In this post, we’re going to look at how Gradient Boosting algorithm works in a regression problem.

Gradient Boosting is one of the boosting types along with Adaptive Boosting and Extreme Gradient Boosting (XGBoost).

The followings are the inputs required before applying the algorithm.

  • training data
  • differentiable loss function L(y, F(x)) where y is the actual value and F(x) is the prediction value
  • number of trees (M)

For the sake of clarity, let’s use the following example instances as our training data (y is the dependent variable).

A  | B  | C  | y
=================
A1 | B1 | C1 | 50
A2 | B2 | C2 | 70
A3 | B3 | C3 | 30

Let’s execute the algorithm.


Initialize model with a constant value

As the very first step, we build a simple model that just returns a constant value C. This C is the prediction value where the loss function is minimum.

Formally, we’d like to solve for the following optimization problem.

F0(x) = argmin(C) SUM(i=1 to n) L(yi, C)

Let’s perform this step on our training data.

Know that the loss function for an instance is defined as L(yi, F(xi)) = 0.5 * (yi - F(xi))^2. Or in other words, the sum of our loss function becomes the following.

sum_loss_func = L(y1, F(x1)) + L(y2, F(x2)) + L(y3, F(x3))
sum_loss_func = 0.5 * (y1 - F(x1))^2 + 0.5 * (y2 - F(x2))^2 + 0.5 * (y3 - F(x3))^2

Since the prediction values are the same over the train data, we can replace F(x1), F(x2), F(x3) to a constant of C. Plugging in the actual value to the above equation becomes the following.

sum_loss_func = 0.5 * (50 - C)^2 + 0.5 * (70 - C)^2 + 0.5 * (30 - C)^2

And solve for the optimization problem can be performed by taking the first derivative of sum_loss_func with respect to C and assign the equation to zero, such as the following.

sum_loss_func = 0.5 * (50 - C)^2 + 0.5 * (70 - C)^2 + 0.5 * (30 - C)^2

d(sum_loss_function) = -(50 - C) - (70 - C) - (30 - C) = -150 + 3C
--------------------
         dC

Assigning the result to zero yields 200 = 3C where C = 150 / 3 = 50.

Our initial model is constructed so that it always return 50 for every data point.


Construct the decision tree regressor

In this step, we iterate M times (number of decision tree specified before) and perform the following actions.

a) Compute so-called pseudo-residuals

For each instance in the training data, we compute the following.

residual_i_m = - [ dL(yi, F(xi)) / dF(xi) ] where F(x) = Fm-1(x) for i = 1, ..., n

If we take a look at the above residual_i_m, it’s simply the difference between the actual and the predicted value.

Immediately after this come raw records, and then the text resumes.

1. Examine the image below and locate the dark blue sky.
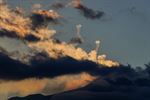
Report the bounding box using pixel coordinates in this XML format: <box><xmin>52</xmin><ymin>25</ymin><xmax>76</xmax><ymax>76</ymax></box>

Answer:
<box><xmin>3</xmin><ymin>0</ymin><xmax>150</xmax><ymax>66</ymax></box>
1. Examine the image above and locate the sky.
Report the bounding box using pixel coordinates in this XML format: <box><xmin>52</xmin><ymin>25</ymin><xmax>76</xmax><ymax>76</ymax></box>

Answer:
<box><xmin>0</xmin><ymin>0</ymin><xmax>150</xmax><ymax>66</ymax></box>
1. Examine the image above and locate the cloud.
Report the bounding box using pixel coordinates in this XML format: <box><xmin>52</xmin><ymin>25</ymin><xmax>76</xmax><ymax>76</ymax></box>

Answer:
<box><xmin>0</xmin><ymin>73</ymin><xmax>95</xmax><ymax>100</ymax></box>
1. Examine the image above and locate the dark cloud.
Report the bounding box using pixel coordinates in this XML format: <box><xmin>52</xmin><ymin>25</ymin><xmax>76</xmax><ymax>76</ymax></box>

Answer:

Here’s how we’d derive it.

Know that L(y, F(x)) = 0.5 * (y - F(x))^2.

Taking the derivative of the loss function with respect to F(x) yields dL(y, F(x)) / dF(x) = -(y - F(x)).

Moving the minus sign to the LHS yields -dL(y, F(x)) / dF(x) = y - F(x).

Or to be more specific, we'll finally have -dL(y, Fm-1(x)) / dFm-1(x) = y - Fm-1(x).

The last line of the above snippet concludes that residual_i_m is the same as yi - Fm-1(xi) for an instance i.

Applying this step to our train data will yield the following result. In the below table, residual_1 means the error values for the first tree regressor.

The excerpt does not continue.